Sieben Standard-Versicherungen

Sieben Standard-Versicherungen

— 02.03.2002

Urlaub, aber sicher

Versicherungscheck vor Reisebeginn: Was ist nötig? Wer hilft wann? Was kostet was?

Vorsicht ist besser als Nachsicht

In schönster Urlaubslaune ans Schlimmste denken? Bloß nicht. Doch weil weder Autopanne noch Kofferklau oder Rippenbruch auszuschließen sind, empfiehlt sich die Risiko-Vorsorge. Denn wer sich vorausschauend absichert, hat im Fall des Falles nicht das Nachsehen.
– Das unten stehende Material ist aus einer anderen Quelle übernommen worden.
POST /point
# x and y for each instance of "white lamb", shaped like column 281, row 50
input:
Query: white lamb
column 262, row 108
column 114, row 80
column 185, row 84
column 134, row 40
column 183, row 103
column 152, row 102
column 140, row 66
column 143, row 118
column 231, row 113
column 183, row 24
Schon sieben Versicherungen reichen, um gegen fast jede Reisepanne gewappnet zu sein.

Ganz oben auf der Liste steht für Autoreisen ins Ausland die grüne Versicherungskarte. Es gibt sie kostenlos zur Kfz-Versicherung. Sie ist der internationale Haftpflichtnachweis und muss für die bereisten Länder gültig sein. In Polen, Bulgarien und der Türkei gehört sie für die Einreise sogar zwingend ins Handschuhfach. "Bis zu 1000 Mark Bußgeld werden fällig, wenn die grüne Karte nicht dabei ist", sagt Rolf Jung vom Bundesverband deutscher Versicherungskaufleute.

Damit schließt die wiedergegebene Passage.